Angelina Potopenko has been living underground since the start of the war. A bomb shelter basement beneath a blood bank in Kharkiv has been her home for almost 12 months. It is where she sleeps, eats, studies and plays.
Most of her friends have long since gone and some days she goes to the local playground on her own.
“My close friend left, and we were actually friends for over five years and I'm very sad because now we can only talk over the phone,” she says.
“At the moment I only have one friend. Or maybe one and a half.” she says as she shows me her toy rabbit and teddy bear.
It is no life for an 11-year-old girl but, in war, almost everything becomes routine eventually. Even if it is far from normal.
“A few days after the start of war, we were staying on the third floor and there were a lot of [blood] donors there, the line was long all the way to the shop next door. I was sitting there drawing some pictures,” she tells me.

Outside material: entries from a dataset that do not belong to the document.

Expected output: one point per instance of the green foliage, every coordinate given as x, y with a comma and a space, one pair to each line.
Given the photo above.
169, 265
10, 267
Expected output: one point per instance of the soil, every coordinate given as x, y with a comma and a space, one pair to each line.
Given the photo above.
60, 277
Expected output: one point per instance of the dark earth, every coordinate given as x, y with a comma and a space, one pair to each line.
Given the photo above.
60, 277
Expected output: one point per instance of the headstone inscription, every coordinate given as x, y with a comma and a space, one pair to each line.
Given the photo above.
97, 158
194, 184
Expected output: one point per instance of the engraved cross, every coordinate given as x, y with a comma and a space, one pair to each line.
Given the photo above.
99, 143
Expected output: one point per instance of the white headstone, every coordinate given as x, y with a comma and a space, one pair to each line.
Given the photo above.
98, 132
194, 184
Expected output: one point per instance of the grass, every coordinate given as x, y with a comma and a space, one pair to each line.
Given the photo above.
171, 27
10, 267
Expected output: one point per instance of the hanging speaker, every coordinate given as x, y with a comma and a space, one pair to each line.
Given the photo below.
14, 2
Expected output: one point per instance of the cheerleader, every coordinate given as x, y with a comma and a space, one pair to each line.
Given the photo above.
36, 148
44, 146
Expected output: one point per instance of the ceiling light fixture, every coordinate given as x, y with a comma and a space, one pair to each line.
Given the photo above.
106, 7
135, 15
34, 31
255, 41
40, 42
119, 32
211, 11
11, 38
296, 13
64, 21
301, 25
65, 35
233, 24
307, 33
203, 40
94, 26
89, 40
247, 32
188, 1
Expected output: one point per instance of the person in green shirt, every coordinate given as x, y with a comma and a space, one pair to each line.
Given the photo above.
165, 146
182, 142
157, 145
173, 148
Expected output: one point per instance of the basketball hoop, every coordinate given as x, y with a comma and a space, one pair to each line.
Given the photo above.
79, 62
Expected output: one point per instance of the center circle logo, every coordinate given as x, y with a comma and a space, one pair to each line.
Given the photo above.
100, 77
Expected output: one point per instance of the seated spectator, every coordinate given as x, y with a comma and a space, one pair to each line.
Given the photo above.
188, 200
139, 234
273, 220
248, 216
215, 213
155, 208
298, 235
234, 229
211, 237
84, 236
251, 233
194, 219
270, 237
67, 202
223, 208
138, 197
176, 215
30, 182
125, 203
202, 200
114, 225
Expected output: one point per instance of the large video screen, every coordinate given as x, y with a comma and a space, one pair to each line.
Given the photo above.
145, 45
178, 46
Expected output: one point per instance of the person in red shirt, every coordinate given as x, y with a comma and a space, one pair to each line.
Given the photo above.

All of a sudden my Mom opened the door very sharply and shouted: "Angelina, run!" I couldn't understand what was going on, I only saw people running out of different rooms.”
A camera nearby caught the moment the shells landed, multiple strikes raining down around the blood bank.
"So I just ran like everyone else. I couldn't understand anything, I just heard the sounds of shots or explosions. I was very scared but I couldn't understand anything.
Only later I was told that missiles were fired, and a lot of people had been killed -- the donors.”
Angelina’s story is remarkable but not unusual. This is a country of heroes, of victims, of fighters, volunteers, mass graves and war-torn towns. It is a nation devastated by war and a people whose lives have changed indelibly.
Almost up until the very eve of war most Ukrainians didn’t believe an invasion was coming, despite the presence of 100,000 Russian troops on Ukraine’s borders and the increasingly detailed and dire warnings from the U.S. intelligence community.
We were woken shortly after three o’clock in the morning on Feb. 24 by the news desk in New York and told Vladimir Putin was about to address the nation. Given the early hour in Moscow this could only mean one thing.
We watched aghast at Putin’s long and often wild speech justifying the start of what he called a special military operation. In reality he was declaring war, ordering the largest invasion and military operation in Europe since the end of the Second World War.
Within moments of the speech ending we heard the first shells explode in Kyiv. By day break Russian troops were landing at the Hostomel airport on the outskirts of the city and by day two our team could even see Putin’s men on the outskirts of the city.
It looked to be a fait accompli. With Russian troops bearing down on Kyiv and other cities and overwhelming firepower at his disposal it seemed only a matter of time before Putin would prevail.
Yet almost one year later it wasn’t Vladimir Putin walking the streets of the capital but Joe Biden.
The Ukrainians mounted an astonishing defense of Kyiv, handing the Kremlin its first major defeat and forcing it to retreat. Over the year the Russian advance has been repelled in multiple towns and villages across Ukraine.
The “second most powerful army in the world” was beset by incompetence, weakened by corruption and disastrous tactical moves. Above all Vladimir Putin made two major strategic blunders. He totally underestimated the reconstituted Ukrainian forces and the national will to resist and he equally underestimated the resolve and unity of the United States and its allies to support Ukraine militarily.
But the cost has been immense. Tens of thousands have died, including more than 8,000 civilians. More than 8 million people have fled as refugees.
One year on, the fighting has become a grueling war of attrition, especially in the east of the country. President Volodymyr Zelenskyy says he hopes 2023 will be the year the war ends but with both sides dug in and unwilling to accept anything other than victory it is hard to see how it ends any time soon.